Impacts of managed care patient protection laws on health services utilization and patient satisfaction with care

Health Services Research, June, 2005 by Frank A. Sloan, John R. Rattliff, Mark A. Hall

Fourth, the states' enactment of AWP laws, which had the stated purpose of improving patient choice, preceded our observational period. Eight states (among states in our sample) had AWP laws covering physicians. No AWP statute with physician coverage was enacted after 1994. Since we used fixed effects, we could not assess the role of AWP per se. But we did test the hypothesis that patient protection laws had a greater impact on patient satisfaction in those states without AWP laws covering physicians. The test involved interacting a binary variable for no-physician AWP with the patient protection law variables. The vast majority of interaction terms were statistically insignificant. The single exception implied that patient satisfaction improved more in states with physician AWP. We do not attach importance to this isolated result.

In sum, our sensitivity analysis showed our findings to be robust, both to changes in equation specification and to changes in the sample. This gives greater confidence to the conclusion that patient protection laws did not substantially affect patient satisfaction with care or utilization of services. These nonfindings are reassuring to the extent that some commentators had expressed concern that managed care protection regulation is subject to the risk of capture by those who are regulated (Epstein 1999) and that the cure might be worse than any problems the laws attempt to address (Hyman 2000). While we find almost no evidence that patient protection legislation has directly improved patients' attitudes relating to managed care, the laws also do not seem to have substantially increased the cost of acute health care services either, at least directly. These nonfindings are somewhat puzzling, however, in view of reports elsewhere that managed care practices such as utilization review and gatekeeping restrictions have diminished substantially over the time period these laws were adopted (Mays et al. 2003). However, a qualitative study, reported elsewhere (Hall 2004b), suggests these changes were driven more by market forces than by legal mandates.
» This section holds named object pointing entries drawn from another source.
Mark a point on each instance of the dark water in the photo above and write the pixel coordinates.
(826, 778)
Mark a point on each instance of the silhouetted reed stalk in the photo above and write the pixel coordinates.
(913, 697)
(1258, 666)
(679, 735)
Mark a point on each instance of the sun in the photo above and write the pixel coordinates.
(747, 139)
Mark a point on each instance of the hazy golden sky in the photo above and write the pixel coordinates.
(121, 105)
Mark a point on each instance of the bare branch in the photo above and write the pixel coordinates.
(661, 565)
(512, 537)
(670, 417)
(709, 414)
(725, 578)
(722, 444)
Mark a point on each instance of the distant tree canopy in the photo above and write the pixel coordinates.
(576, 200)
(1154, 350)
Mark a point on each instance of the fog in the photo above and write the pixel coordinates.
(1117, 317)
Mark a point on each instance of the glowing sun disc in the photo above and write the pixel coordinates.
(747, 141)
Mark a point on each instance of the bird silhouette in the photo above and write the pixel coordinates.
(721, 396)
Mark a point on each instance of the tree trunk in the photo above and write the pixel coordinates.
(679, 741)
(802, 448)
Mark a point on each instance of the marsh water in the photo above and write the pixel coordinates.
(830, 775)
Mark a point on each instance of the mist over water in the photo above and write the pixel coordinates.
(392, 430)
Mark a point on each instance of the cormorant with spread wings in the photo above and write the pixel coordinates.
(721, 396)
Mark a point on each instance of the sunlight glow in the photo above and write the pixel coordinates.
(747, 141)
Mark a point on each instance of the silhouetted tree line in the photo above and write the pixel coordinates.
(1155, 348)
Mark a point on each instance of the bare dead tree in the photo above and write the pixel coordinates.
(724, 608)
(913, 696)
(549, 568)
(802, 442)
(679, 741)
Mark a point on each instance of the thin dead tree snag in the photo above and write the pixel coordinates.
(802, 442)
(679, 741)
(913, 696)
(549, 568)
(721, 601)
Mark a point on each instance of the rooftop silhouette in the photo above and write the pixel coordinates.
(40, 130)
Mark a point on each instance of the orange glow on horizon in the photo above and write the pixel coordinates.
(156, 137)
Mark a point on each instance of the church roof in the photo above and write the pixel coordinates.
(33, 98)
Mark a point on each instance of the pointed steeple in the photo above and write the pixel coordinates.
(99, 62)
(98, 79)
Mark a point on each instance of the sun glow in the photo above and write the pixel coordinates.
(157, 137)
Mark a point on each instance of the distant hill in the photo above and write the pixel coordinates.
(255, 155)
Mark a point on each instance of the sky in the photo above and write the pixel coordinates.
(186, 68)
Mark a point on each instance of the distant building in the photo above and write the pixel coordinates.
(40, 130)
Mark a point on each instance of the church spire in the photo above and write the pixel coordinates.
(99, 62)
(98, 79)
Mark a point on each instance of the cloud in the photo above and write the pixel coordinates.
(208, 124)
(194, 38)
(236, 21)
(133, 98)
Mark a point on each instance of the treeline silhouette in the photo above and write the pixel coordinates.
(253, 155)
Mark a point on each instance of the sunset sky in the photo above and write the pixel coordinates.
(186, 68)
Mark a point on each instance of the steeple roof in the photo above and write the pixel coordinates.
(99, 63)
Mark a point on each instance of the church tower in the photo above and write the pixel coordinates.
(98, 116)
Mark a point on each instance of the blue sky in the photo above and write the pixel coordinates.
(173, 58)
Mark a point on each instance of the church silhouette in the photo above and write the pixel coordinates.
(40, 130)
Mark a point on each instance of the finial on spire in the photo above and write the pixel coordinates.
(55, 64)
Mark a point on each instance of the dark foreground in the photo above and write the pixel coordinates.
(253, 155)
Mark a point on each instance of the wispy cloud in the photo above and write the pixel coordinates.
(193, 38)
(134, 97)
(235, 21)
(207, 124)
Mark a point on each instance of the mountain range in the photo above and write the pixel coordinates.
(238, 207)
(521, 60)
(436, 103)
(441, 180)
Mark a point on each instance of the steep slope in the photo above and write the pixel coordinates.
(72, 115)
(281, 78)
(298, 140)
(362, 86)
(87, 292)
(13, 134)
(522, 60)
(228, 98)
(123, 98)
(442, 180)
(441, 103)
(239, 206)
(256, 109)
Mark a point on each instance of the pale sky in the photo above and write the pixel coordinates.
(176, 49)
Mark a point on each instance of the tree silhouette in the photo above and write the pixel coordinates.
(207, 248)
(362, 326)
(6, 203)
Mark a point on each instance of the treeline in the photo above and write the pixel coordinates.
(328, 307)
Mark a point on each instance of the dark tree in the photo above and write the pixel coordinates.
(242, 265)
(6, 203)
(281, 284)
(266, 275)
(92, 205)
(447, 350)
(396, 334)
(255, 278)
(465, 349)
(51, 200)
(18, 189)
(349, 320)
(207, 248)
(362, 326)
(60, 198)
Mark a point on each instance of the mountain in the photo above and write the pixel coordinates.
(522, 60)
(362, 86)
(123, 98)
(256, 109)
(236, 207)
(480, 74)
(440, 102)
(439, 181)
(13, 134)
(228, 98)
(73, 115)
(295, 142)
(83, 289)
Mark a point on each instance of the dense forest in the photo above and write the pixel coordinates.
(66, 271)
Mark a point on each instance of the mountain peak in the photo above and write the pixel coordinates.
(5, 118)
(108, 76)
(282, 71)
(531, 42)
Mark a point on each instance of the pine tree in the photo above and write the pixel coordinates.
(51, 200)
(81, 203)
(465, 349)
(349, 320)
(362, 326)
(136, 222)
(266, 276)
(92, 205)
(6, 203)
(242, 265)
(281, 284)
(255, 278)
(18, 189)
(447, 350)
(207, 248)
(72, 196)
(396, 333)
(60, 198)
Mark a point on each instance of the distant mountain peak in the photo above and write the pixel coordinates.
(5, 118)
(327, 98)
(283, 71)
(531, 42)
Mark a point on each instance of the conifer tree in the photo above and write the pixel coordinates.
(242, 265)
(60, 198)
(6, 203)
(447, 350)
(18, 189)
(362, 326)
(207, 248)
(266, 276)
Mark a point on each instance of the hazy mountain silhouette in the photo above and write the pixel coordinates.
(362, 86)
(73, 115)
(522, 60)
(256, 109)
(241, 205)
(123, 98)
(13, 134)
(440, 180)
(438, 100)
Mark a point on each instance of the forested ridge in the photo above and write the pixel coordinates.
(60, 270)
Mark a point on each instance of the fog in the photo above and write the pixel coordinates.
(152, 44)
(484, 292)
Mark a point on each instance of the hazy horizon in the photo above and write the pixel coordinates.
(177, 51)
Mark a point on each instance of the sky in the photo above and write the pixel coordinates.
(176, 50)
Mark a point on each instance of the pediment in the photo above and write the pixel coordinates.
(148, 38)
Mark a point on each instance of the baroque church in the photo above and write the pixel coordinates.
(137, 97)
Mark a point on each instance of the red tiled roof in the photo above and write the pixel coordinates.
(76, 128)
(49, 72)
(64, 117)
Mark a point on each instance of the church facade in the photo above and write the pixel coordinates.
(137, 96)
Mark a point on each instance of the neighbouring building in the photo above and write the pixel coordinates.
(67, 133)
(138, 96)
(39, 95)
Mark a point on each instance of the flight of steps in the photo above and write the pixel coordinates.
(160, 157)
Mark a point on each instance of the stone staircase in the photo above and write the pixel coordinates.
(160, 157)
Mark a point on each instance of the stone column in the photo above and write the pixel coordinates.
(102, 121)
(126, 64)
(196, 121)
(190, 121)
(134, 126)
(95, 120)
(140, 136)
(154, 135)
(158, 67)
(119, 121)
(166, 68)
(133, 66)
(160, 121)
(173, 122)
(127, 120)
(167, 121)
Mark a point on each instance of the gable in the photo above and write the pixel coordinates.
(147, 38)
Several possibilities might explain our failure to find more significant results. First, these outcome measures might not have been precise enough, or the effects were too small to detect, using this analytical design. Yet, we had a very large sample, and these measures are state-of-the-art, especially the legal variables. Also, these measures were sufficient to detect a range of other effects not related to these laws. Thus, it appears likely that legal effects truly were mostly nonexistent.

A second reason these laws may have had no effect is that health plans may not be complying with them. However, elsewhere, reports indicate that compliance with these laws is high (Hall 2004a, b).

Third, we treated patient protection laws as exogenous variables. More realistically, adoption of patient protection laws may be endogenous to satisfaction and utilization. However, unlike many if not most state policies, virtually every state adopted patient protection laws. Thus, any approach that accounted explicitly for endogeneity would have to explain the precise timing of adoption rather than variation between adoption and nonadoption. The state of the art in predicting legislative enactments does not offer any clear way for us to explain why state X adopted patient protection in 1996 versus 1998. Thus, we relied on state fixed effects to account for any relevant differences among states at the start of our study period.